After adding all of these decks to my Anki collection, I had the unfortunate realisation that there’s a limit to the number of notes that can be synced with the official Anki sync server. It makes sense, it’s a free public service. But I’m too much of a data hoarder to delete cards from my collection, even if I’m unlikely to ever use them myself. The obvious solution, then, is to host my own sync server.

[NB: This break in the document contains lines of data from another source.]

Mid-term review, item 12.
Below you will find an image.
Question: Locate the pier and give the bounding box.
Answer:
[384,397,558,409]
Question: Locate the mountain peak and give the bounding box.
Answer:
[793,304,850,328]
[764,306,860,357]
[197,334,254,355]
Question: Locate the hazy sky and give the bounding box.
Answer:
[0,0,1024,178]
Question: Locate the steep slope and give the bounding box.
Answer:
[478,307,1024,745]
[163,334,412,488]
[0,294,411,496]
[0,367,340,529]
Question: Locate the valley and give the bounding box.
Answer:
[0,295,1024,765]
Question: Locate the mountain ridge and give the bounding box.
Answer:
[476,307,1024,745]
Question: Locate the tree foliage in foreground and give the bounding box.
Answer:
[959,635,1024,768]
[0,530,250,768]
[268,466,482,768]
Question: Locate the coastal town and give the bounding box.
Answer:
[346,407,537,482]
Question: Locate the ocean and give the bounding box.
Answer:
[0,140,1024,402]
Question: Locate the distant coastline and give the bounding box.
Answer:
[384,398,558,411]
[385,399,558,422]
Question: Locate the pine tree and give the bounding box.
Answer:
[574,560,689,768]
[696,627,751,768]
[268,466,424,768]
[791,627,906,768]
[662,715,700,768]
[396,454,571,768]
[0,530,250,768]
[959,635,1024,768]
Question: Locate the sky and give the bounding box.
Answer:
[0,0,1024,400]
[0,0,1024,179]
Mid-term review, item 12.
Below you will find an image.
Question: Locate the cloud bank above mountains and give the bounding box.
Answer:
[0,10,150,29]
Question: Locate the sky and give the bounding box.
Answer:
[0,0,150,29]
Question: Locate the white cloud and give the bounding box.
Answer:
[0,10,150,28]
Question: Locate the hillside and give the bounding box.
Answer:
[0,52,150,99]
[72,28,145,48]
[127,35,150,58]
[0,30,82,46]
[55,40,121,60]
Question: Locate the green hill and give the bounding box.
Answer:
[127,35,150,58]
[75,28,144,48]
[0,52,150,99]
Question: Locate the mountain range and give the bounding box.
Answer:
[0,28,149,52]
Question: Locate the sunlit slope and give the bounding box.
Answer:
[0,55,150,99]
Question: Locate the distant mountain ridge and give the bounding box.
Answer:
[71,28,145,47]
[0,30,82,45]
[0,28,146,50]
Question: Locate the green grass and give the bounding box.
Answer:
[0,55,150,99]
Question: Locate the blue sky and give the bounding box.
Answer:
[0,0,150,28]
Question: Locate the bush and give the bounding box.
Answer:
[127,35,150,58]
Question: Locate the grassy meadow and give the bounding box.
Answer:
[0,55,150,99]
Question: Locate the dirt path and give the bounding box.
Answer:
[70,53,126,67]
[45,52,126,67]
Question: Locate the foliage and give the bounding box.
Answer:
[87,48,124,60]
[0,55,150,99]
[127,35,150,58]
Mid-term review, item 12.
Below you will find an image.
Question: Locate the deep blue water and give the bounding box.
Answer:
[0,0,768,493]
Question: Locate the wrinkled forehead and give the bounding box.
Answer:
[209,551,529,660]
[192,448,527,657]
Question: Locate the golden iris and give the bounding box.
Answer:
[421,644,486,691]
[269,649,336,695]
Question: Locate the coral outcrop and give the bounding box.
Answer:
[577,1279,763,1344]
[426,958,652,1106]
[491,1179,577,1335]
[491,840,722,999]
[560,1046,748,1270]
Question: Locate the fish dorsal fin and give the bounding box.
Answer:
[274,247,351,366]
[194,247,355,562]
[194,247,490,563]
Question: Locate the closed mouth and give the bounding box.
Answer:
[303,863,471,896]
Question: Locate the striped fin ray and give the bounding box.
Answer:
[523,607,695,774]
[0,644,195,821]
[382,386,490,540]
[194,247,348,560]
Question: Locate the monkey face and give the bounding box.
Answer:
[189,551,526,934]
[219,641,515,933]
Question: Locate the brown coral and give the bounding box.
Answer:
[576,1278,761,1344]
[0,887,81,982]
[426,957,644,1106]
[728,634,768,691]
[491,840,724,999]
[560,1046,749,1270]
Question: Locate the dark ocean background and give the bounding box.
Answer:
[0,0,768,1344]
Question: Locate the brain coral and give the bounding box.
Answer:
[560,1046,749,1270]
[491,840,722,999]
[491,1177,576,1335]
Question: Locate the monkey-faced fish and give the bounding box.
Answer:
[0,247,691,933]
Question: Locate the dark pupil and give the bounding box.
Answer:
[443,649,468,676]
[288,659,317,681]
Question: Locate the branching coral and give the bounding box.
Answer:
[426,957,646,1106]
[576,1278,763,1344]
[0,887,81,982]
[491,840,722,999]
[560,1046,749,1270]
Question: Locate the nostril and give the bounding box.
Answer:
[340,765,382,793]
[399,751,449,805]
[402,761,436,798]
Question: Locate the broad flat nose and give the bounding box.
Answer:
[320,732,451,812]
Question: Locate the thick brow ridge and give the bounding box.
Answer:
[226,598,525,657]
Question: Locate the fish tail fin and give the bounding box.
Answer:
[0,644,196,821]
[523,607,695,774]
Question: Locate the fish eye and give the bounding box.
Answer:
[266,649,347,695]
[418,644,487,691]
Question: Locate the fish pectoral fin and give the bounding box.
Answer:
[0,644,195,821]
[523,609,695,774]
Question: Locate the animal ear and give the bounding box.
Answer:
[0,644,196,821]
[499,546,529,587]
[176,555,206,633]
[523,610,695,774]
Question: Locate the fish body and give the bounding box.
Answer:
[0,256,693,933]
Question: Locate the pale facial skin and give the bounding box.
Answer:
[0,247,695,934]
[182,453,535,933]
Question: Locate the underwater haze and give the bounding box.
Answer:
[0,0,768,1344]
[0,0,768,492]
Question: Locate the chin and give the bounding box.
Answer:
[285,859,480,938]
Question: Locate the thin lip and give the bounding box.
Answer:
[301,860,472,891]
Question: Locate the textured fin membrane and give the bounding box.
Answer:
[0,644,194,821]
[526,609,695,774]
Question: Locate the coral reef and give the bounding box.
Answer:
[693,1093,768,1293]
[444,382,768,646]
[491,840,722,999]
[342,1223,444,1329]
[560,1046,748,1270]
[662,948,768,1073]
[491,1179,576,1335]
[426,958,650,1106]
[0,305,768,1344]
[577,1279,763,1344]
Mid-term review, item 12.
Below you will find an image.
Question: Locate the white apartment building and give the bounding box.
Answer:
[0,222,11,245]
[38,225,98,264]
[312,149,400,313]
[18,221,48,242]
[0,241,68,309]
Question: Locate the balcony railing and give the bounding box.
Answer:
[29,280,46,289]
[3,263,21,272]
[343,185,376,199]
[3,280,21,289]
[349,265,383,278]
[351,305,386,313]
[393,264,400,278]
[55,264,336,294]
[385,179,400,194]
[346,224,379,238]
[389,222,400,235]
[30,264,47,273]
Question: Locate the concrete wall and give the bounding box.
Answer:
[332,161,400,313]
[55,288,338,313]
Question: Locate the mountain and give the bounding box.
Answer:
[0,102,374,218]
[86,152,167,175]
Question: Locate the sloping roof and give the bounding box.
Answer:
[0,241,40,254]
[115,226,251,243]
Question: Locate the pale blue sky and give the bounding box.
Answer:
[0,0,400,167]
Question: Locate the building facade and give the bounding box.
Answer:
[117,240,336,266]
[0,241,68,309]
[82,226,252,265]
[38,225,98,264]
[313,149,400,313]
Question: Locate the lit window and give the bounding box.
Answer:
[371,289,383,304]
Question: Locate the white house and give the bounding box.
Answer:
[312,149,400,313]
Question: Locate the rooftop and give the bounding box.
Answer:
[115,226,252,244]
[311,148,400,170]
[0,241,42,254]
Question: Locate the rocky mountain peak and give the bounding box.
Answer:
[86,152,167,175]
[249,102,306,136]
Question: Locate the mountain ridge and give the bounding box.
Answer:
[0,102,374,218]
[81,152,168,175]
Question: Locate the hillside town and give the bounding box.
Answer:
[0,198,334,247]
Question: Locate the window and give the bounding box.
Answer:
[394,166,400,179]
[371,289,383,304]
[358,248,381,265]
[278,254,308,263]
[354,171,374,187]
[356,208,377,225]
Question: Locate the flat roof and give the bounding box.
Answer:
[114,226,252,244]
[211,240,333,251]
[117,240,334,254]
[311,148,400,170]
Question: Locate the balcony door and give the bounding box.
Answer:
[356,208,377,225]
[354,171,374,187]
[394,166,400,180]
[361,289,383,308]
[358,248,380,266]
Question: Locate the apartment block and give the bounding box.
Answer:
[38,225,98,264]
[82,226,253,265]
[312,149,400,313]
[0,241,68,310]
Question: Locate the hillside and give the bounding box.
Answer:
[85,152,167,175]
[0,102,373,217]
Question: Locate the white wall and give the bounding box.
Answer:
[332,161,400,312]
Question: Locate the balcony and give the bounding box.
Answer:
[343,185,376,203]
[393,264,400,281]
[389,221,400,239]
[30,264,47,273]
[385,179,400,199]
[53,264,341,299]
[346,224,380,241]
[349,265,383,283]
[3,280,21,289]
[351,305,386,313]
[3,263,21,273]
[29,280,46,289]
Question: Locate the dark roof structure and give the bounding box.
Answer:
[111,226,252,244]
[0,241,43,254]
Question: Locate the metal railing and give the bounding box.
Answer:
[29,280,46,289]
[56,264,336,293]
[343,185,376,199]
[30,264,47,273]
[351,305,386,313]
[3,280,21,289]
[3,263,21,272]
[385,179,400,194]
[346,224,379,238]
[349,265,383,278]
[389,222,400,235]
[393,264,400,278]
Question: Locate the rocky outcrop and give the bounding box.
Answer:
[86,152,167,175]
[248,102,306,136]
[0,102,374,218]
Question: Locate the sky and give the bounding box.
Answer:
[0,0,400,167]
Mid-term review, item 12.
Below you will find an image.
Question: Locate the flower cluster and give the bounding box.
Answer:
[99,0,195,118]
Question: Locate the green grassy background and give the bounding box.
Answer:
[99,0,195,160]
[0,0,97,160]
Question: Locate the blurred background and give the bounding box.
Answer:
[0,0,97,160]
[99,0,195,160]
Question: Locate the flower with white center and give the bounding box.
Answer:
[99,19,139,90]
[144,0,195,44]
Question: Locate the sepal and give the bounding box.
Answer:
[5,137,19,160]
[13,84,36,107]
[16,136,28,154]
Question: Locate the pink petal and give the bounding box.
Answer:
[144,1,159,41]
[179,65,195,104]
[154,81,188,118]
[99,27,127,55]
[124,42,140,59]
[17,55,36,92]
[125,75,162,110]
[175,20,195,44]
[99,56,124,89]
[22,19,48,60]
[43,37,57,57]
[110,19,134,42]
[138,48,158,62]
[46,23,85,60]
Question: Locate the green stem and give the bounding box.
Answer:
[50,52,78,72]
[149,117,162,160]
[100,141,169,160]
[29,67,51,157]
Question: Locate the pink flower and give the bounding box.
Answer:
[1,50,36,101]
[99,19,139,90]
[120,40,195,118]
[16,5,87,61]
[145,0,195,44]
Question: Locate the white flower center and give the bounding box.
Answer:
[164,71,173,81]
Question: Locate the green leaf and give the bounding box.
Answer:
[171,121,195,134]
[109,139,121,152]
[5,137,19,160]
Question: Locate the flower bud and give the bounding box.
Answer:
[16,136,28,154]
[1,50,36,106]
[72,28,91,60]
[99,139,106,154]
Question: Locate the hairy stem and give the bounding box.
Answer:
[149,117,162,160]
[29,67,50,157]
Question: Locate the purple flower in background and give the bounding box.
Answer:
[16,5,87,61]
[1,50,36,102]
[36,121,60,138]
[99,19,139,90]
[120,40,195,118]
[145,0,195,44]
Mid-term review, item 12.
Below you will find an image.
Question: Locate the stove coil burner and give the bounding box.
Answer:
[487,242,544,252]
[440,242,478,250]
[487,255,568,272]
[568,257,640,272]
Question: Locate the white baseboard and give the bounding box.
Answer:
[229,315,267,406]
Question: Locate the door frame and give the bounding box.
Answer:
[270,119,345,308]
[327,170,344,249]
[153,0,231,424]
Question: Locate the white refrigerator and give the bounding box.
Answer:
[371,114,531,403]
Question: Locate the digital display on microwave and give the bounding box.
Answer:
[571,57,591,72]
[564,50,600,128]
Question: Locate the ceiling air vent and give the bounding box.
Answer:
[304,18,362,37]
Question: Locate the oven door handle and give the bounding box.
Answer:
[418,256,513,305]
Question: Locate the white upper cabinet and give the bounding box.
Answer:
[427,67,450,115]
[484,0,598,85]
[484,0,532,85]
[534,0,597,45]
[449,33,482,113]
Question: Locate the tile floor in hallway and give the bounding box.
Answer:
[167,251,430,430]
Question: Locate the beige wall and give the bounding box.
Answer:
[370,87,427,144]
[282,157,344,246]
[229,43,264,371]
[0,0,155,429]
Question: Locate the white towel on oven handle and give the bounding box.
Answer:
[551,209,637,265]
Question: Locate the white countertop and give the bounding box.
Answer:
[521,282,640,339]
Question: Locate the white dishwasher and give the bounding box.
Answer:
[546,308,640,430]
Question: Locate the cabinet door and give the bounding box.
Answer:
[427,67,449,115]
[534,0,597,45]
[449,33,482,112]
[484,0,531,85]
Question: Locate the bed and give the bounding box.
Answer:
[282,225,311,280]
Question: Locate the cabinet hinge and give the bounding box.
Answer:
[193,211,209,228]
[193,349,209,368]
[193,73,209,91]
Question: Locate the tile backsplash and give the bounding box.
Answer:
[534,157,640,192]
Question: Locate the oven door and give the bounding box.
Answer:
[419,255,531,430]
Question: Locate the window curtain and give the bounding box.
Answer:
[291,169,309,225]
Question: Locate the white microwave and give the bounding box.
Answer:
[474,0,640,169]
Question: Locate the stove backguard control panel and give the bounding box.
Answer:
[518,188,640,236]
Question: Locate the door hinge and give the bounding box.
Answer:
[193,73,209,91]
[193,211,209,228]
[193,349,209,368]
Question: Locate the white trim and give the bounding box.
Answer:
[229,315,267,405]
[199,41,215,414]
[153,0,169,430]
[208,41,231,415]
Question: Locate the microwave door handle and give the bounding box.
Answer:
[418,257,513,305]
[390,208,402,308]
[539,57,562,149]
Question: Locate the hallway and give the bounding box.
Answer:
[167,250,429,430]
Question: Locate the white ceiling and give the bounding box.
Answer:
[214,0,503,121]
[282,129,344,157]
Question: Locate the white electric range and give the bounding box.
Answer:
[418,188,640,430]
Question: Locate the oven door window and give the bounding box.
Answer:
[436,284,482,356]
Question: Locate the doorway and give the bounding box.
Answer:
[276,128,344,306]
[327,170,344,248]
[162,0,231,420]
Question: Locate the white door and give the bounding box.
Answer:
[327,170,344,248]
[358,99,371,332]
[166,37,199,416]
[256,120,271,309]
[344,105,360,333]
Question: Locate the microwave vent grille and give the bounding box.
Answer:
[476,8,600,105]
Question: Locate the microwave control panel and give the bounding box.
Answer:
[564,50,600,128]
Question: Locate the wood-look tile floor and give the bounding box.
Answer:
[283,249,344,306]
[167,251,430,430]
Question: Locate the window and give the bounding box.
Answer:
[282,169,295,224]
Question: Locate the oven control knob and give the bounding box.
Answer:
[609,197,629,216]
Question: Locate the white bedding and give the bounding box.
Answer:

Unfortunately, while there is upstream documentation about selfhosting, and they even provide convenient Dockerfiles and usage instructions, they do not provide a Docker image. I have thus added their Dockerfile to my containers repo, to build it and always keep it up to date with renovate. A simple invocation to run it looks like this:

docker run -d \
  -e "SYNC_USER1=user:password" \
  -p 8080:8080 \
  -v anki-data:/anki_data \
  --name anki-sync \
  ghcr.io/shaddydc/anki-sync-server:latest

If you’re self-hosting because you overran the public instance’s size limit, you may need to set the MAX_SYNC_PAYLOAD_MEGS environment variable. Note also that by default, passwords will not be hashed, and it will communicate with clients over HTTP. For my purposes, I’m exposing it only inside my private Tailscale network, so I’m confident that nobody else can access it, and password security is less important. For anything more, I’d recommend checking the documentation – both the one provided with my image, but also both the upstream documents I linked above.

It has been surprisingly painfree to use, with two caveats. During initial setup, my server would often crash on me when uploading my collection. I noticed that I needed to set a higher memory limit to accommodate the big data set. Secondly, when adding a new client recently, the media sync would often randomly fail during download. It would still make some progress, however, so I simply restarted it a couple of times until all data was transferred to the device. This could also be an Ankidroid issue, or maybe connectivity.

All in all, self-hosting the server is surprisingly easy and may be worth it. Then again, it’s probably easier to simply not add anything and everything to your collection. Using the official sync server is easier still. But really, the main takeaway from this whole post should be that you should be using Anki. Look around, take a look at the shared decks, see if anything interests you or you can maybe build (or even share!) your own decks.